Gehörten zur ursprünglichen Planung nicht auch Informationsoperationen? Und schließlich soll General Wesley K. Clark, Oberbefehlshaber der Alliierten Streitkräfte in Europa, kürzlich den Streitkräfteausschuss des US-Senats in Erstaunen versetzt haben, als er dazu aufrief, die westliche Strategie vollständig zu überdenken, und die Notwendigkeit des Luftangriffs auf Serbien in Frage stellte. General Clark gab zu bedenken, die Nato hätte legale Mittel einsetzen können wie eine Blockade der Donau und der Adriahäfen, und sie hätte "elektronische Methoden (nutzen) können, um Milosevic und die ihm nahe stehenden politischen Parteien zu isolieren". Wären diese Mittel eingesetzt und um weitere ergänzt worden, fügte Clark hinzu, so wären die militärischen Instrumente vielleicht nie zum Einsatz gekommen.

Diese und andere Aussagen beweisen, dass die Informationsüberlegenheit zumindest für den Moment ein Ziel ist, das erreicht werden soll, und nicht ein Fakt, den die US-Streitkräften einfach als gegeben hinnehmen können. Dieser Artikel untersucht den Konflikt zwischen der Nato und Jugoslawien nicht unter dem Gesichtspunkt, welche Ziele oder Erfolge der Luftkrieg hatte (obwohl das natürlich im Weiteren auch eine Rolle spielt), sondern gezielt im Hinblick auf die Informationsüberlegenheit. Informationsüberlegenheit versetzte die Nato in die Lage, dass sie fast alles über das Gefechtsfeld wusste, aber die Fachleute der Nato haben nicht immer alles verstanden, was sie zu wissen glaubten. Was ist Informationsüberlegenheit?

Bei der Informationsüberlegenheit, dem Grundpfeiler von Force XXI (die aktuelle Version der Air Land Battle-Doktrin, fasst die "Konzepte des 21. Jahrhunderts" der US-Streitkräfte zusammen; d.Ü.), handelt es sich um eine Fähigkeit (nicht um eine erwiesene Tatsache), die die US-Streitkräfte zu entwickeln suchen.

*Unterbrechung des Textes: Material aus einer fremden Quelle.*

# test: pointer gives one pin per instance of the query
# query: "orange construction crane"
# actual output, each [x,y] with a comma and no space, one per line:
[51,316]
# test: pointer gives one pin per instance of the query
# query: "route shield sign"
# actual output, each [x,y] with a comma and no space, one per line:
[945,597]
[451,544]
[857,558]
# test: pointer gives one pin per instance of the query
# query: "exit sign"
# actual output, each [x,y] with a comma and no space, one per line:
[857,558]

Sobald das Konzept tragfähig ist, wird es die Unsicherheit verringern helfen, ein vollständigeres Aufklärungsbild des Gefechtsfeldes liefern und dazu beitragen, dass präzisionsgelenkte Geschosse die Ziele erreichen und zerstören. Ein beträchtlicher Teil dieser Fähigkeit kam kürzlich im Kosovo-Konflikt zum Einsatz. (...)

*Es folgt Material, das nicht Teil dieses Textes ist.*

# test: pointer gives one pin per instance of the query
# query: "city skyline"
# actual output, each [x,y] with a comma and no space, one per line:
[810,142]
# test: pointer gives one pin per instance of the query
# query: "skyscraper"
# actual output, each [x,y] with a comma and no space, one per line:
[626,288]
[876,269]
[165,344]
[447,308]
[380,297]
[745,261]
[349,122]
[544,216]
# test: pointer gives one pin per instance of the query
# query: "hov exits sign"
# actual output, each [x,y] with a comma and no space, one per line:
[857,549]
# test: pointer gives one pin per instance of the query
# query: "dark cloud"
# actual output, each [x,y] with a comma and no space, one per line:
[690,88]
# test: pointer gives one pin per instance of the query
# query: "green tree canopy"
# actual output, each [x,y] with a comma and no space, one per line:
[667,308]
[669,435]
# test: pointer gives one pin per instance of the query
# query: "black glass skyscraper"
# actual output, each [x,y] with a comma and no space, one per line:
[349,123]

Die Informationsüberlegenheit der Nato

Die Bedingungen, um die totale Informationsüberlegenheit zu erlangen, waren ideal für die Nato. Es gab buchstäblich keine Abwehrmaßnahmen der (serbischen) Luftwaffe gegen die 37 000 Einsätze der Nato (die Serben flogen nur etwa zehn Sperrflug- oder Jet-Missionen). Die Nato war lediglich mit minimalen, antiquierten feindlichen Flugabwehrkanonen konfrontiert, die aus der Zeit zwischen den 50er und 80er Jahren stammen und maximal 1500 m hoch reichen. Sie war nicht wirklich vom feindlichen Radar bedroht, da die Flugabwehrsysteme, die weiter hinaufreichen, nicht eingeschaltet wurden. Die Nato konnte Ziele mit Hilfe der unbemannten Drohnen Predator (Raubtier) und Hunter (Jäger) sowie der zur Aufklärung eingesetzten Satelliten und JSTARS-Systeme punktgenau bombardieren - und es unterliefen ihr dennoch Fehler.

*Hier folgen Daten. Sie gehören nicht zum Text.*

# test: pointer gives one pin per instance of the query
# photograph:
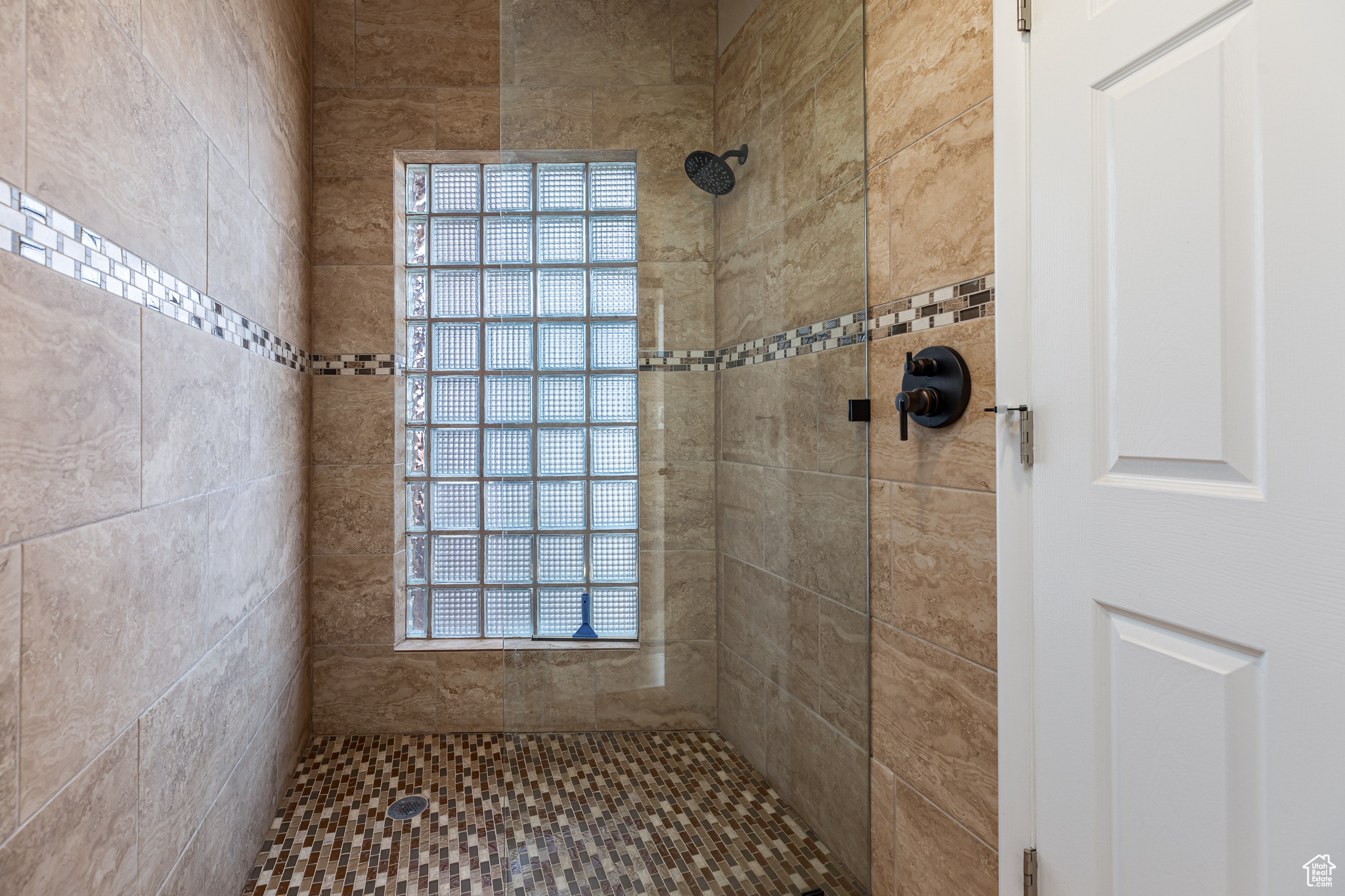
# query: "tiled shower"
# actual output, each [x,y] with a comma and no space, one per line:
[363,351]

Zu Belgrad und Serbien standen massenhaft Aufklärungsinformationen zur Verfügung, die von etlichen kurz zuvor durchgeführten Feldübungen stammten. Es gab Unterstützung vom Boden, einschließlich von Angehörigen der Kosovo-Befreiungsarmee. Die Serben störten weder die Kommunikation noch die Radarsysteme. Eigentlich besaß die Nato die totale Informationsüberlegenheit. Und doch wurden bei der Auswahl von zu bombardierenden Zielen Fehler gemacht, der offensichtlichste war die chinesische Botschaft. Und trotz dieser Überlegenheit wurde beinahe ein Bodenkrieg begonnen. (...) Allerdings ging vom Luftkrieg das entscheidende strategische Zeichen der Nato aus. Dass Milosevic eingelenkt hat, sollte zu Recht fast vollständig dem Verdienst der Piloten und der Unterstützungstruppen zugeschrieben werden. Andererseits - was wurde mit dem Luftkrieg letztlich erreicht? Die Leistungen der Nato sollten an den politischen wie an den militärischen Maßnahmen gemessen werden.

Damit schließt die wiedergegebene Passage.